大前提として、北朝鮮は核・ミサイル開発を続けています。これは、国連安保理決議等に照らしても断じて許すことができない行為であることに変わりはありません。
一方、拉致問題については、拉致被害者のご家族の高齢化等を考えましても、時間的に制約のある人道問題です。果断に取り組まねばならないという思いを日々強めています。
私自身、条件を付けずに金正恩総書記と直接話し合う決意であること、そして首脳会談を早期に実現するべく私直轄のハイレベル協議を行いたいことを再三申し上げ、さまざまな働きかけを行っているところです。これ以上、具体的なことは申し上げられませんが、その働きかけは今後も続けていきたいと思っています。
――中国とはどう向き合いますか。
中国とは隣国であるがゆえにさまざまな懸念や課題が存在します。だからこそ、対話を維持し、主張すべきことは主張して、中国に責任ある国際社会の一員としての役割を果たしてもらうべく、働きかけを続けなくてはいけない。そして気候変動をはじめ、協力できる課題については協力する。「建設的かつ安定的な日中関係」を双方の努力で作り上げていく。これが基本的な立場です。

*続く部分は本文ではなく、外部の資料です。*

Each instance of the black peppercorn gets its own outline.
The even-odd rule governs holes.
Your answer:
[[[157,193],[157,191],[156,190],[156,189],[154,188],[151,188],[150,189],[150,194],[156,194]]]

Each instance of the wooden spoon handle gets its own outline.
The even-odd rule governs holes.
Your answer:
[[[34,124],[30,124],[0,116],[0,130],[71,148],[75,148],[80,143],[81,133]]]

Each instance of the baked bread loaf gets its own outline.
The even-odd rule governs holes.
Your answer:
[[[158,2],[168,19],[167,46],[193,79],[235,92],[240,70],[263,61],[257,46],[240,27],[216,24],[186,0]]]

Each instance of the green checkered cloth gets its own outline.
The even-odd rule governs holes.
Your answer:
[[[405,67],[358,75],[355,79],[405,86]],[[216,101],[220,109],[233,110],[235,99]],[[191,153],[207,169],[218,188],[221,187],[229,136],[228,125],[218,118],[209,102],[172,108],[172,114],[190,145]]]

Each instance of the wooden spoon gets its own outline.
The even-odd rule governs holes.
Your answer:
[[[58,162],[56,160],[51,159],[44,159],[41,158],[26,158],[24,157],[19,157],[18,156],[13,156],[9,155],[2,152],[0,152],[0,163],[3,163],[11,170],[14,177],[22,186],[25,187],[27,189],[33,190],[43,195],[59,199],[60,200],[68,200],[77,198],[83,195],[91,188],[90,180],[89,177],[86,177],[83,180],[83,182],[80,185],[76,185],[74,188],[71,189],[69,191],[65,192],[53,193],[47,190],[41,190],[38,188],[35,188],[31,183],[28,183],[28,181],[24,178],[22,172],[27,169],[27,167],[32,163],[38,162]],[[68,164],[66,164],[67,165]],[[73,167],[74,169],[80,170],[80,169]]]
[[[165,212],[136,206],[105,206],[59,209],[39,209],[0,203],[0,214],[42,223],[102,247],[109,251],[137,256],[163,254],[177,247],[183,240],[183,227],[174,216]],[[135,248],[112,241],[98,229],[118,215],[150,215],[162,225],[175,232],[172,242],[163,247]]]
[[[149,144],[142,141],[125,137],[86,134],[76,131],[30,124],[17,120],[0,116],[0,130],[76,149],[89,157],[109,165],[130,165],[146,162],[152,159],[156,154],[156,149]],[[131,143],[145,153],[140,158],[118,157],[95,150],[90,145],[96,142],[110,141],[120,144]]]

昨年11月の(アメリカ・サンフランシスコでの)日中首脳会談において、習近平国家主席に対して、具体的な課題や懸念についてしっかりと申し入れたうえで、さきほど述べた日中関係の方向性を確認することができました。これは大きな意味があったと思います。今後はその方向性をしっかりと維持しながら、具体的な課題について一つ一つ向き合い、答えを出せることについては出していく。こうした努力を続けていくことが中国との関係においては大事だと思っています。